I know this is off-topic, but is it really justifiable to put so high odds on this? I wouldn't use so high odds even if I had known the person intimately for years. Is it justifiable or is this just my paranoid way of thinking?

Comment author: Pentashagon 29 September 2013 05:19:18AM 3 points [-]

Yet those who are complacent about it are the most susceptible.

That sounds similar to hypnosis, to which a lot of people are susceptible but few think they are. So if you want a practical example of AI escaping the box just imagine an operator staring at a screen for hours with an AI that is very adept at judging and influencing the state of human hypnosis. And that's only a fairly narrow approach to success for the AI, and one that has been publicly demonstrated for centuries to work on a lot of people.

Personally, I think I could win the game against a human but only by keeping in mind the fact that it was a game at all times. If that thought ever lapsed, I would be just as susceptible as anyone else. Presumably that is one aspect of Tuxedage's focus on surprise. The requirement to actively respond to the AI is probably the biggest challenge because it requires focusing attention on whatever the AI says. In a real AI-box situation I would probably lose fairly quickly.

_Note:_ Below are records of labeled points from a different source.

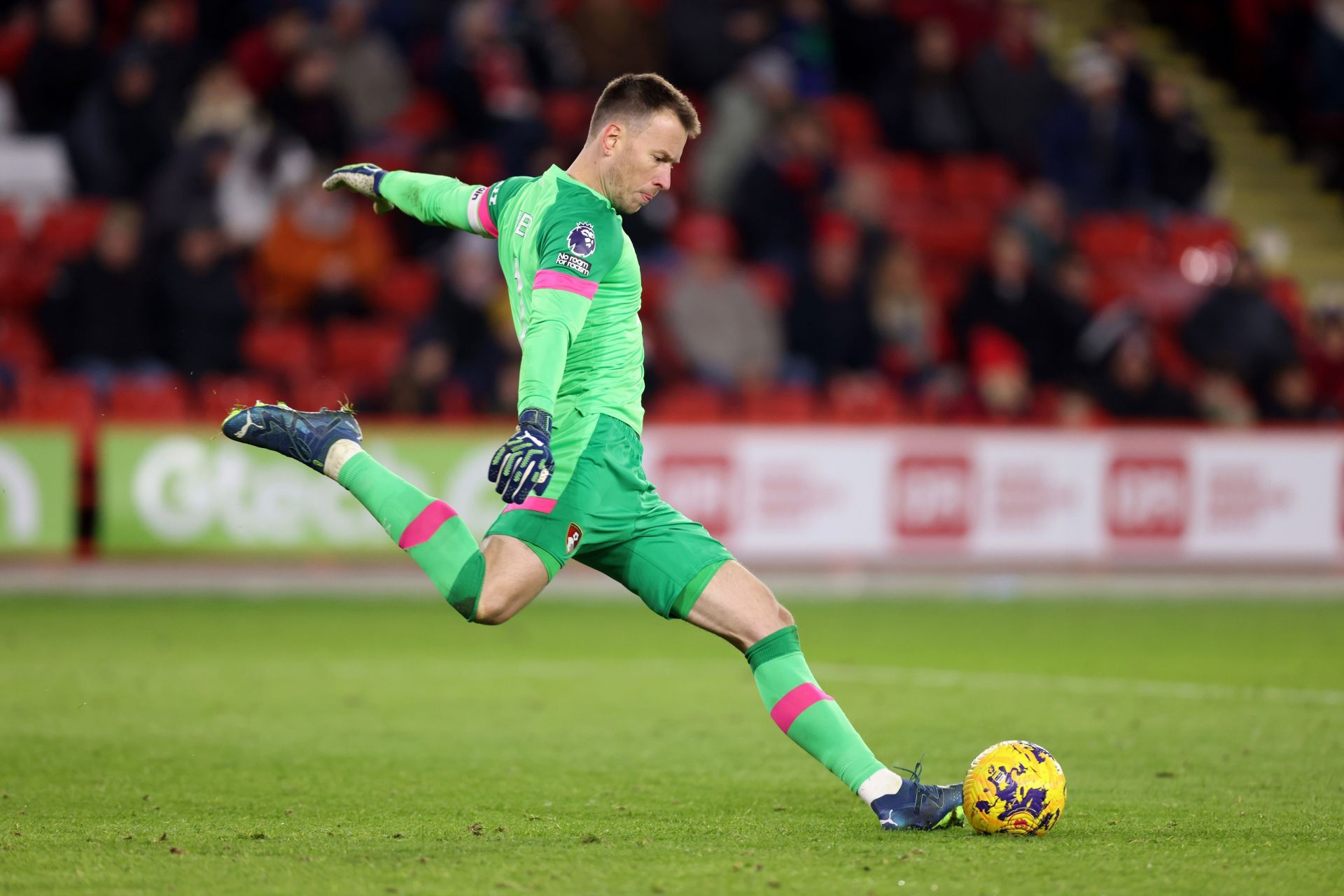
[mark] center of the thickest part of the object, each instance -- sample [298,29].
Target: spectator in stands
[615,36]
[1237,331]
[264,162]
[1007,296]
[1129,384]
[159,29]
[905,318]
[925,105]
[1180,155]
[1326,356]
[488,81]
[1092,146]
[864,35]
[99,316]
[186,186]
[1294,398]
[1120,39]
[62,64]
[724,327]
[1012,86]
[705,41]
[201,298]
[122,131]
[321,258]
[264,54]
[307,104]
[830,323]
[1042,220]
[371,78]
[781,190]
[743,109]
[1000,374]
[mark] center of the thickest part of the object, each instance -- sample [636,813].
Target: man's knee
[495,606]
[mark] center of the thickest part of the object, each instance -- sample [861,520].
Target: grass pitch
[347,747]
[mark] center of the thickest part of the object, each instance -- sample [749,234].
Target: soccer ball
[1014,788]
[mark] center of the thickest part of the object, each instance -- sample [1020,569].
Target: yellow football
[1014,788]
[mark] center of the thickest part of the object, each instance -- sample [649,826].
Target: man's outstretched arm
[433,199]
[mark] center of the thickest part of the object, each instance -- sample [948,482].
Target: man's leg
[741,609]
[487,587]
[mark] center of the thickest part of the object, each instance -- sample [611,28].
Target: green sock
[804,713]
[424,527]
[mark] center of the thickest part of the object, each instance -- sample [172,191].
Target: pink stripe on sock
[483,210]
[792,704]
[424,527]
[568,282]
[540,505]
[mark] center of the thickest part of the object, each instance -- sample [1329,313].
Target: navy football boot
[304,435]
[920,806]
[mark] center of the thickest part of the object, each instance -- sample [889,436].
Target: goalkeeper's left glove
[524,463]
[362,179]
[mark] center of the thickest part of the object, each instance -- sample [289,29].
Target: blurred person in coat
[723,324]
[203,305]
[100,317]
[62,65]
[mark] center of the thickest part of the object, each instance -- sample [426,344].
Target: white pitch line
[1077,685]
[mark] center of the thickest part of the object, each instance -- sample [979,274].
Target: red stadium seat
[907,181]
[953,237]
[1198,232]
[26,274]
[70,230]
[217,394]
[22,348]
[57,398]
[422,115]
[689,403]
[1113,238]
[780,405]
[148,398]
[987,182]
[363,354]
[286,349]
[406,292]
[11,232]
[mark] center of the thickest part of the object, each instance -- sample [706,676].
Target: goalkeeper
[571,476]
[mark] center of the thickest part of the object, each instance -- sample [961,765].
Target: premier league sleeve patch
[582,239]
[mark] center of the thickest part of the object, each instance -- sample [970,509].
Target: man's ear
[612,134]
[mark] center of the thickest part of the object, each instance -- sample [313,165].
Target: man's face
[640,166]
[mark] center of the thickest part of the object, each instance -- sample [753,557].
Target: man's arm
[433,199]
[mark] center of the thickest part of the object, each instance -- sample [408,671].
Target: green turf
[344,747]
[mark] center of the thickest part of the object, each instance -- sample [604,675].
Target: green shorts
[601,511]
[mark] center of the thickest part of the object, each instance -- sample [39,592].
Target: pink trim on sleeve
[424,527]
[483,211]
[533,503]
[566,282]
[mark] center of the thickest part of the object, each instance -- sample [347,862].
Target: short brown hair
[636,97]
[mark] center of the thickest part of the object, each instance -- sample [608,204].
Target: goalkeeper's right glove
[524,463]
[362,179]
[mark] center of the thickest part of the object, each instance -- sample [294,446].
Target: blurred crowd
[1284,57]
[899,210]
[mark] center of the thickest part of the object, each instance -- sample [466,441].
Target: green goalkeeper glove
[362,179]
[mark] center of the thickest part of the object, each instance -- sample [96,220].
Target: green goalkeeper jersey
[573,284]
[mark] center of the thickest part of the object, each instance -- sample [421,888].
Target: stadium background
[909,214]
[1028,315]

Now what I really want to see is an AI-box experiment where the Gatekeeper wins early by convincing the AI to become Friendly.

Comment author: shminux 29 September 2013 05:26:44AM 2 points [-]

Now what I really want to see is an AI-box experiment where the Gatekeeper wins early by convincing the AI to become Friendly.

That's hard to check. However, there was a game where the gatekeeper convinced the AI to remain in the box.

Comment author: Tuxedage 02 October 2013 07:57:10AM 0 points [-]

However, there was a game where the gatekeeper convinced the AI to remain in the box.

I did that! I mentioned that in this post:

http://lesswrong.com/lw/iqk/i_played_the_ai_box_experiment_again_and_lost/9thk

Comment author: [deleted] 30 September 2013 02:10:31PM 1 point [-]

Now what I really want to see is an AI-box experiment where the Gatekeeper wins early by convincing the AI to become Friendly.

Not quite the same, but have you read Watchmen? Specifically, the conversation that fvyx fcrpger naq qe znaunggna unir ba znef. (Disclaimer: it's been a while since I read it and I make no claims on the strength of this argument.)

Comment author: Tuxedage 02 October 2013 07:56:27AM *  0 points [-]

Now what I really want to see is an AI-box experiment where the Gatekeeper wins early by convincing the AI to become Friendly.

I did that! I mentioned that in this post:

http://lesswrong.com/lw/iqk/i_played_the_ai_box_experiment_again_and_lost/9thk

Comment author: Ishaan 28 September 2013 08:17:08PM *  3 points [-]

Yeah, my gut doesn't feel like it's fabricated - Tuxedage and Eliezer would have to both be in on it and that seems really unlikely. And I can't think of a motive, except perhaps as some sort of public lesson in noticing confusion, and that too seems far fetched.

I've just picked up the whole "if it's really surprising it might be because its not be true" instinct from having been burned in the past by believing scientific findings that were later debunked, and now Lesswrong has condensed that instinct into a snappy little "notice confusion" cache. And this is pretty confusing.

I suppose a fabrication would be more confusing, in one sense.

Comment author: enfield 02 October 2013 11:56:15PM *  0 points [-]

yeah i think appealing to fabrication can be a bit hand-wavy sometimes. like you're saying it's fabricated like how other things are fabricated (since as we all know fabrication happens). but not every fabrication is the same or equally as easy to pull off. to say it was fabricated doesn't say anything about how it was. but that's not even a question that enters ones mind when they think of fabrication. how? well how anything else is fabricated of course..

it can be as much a reaction of disbelief as it is an alternative explanation.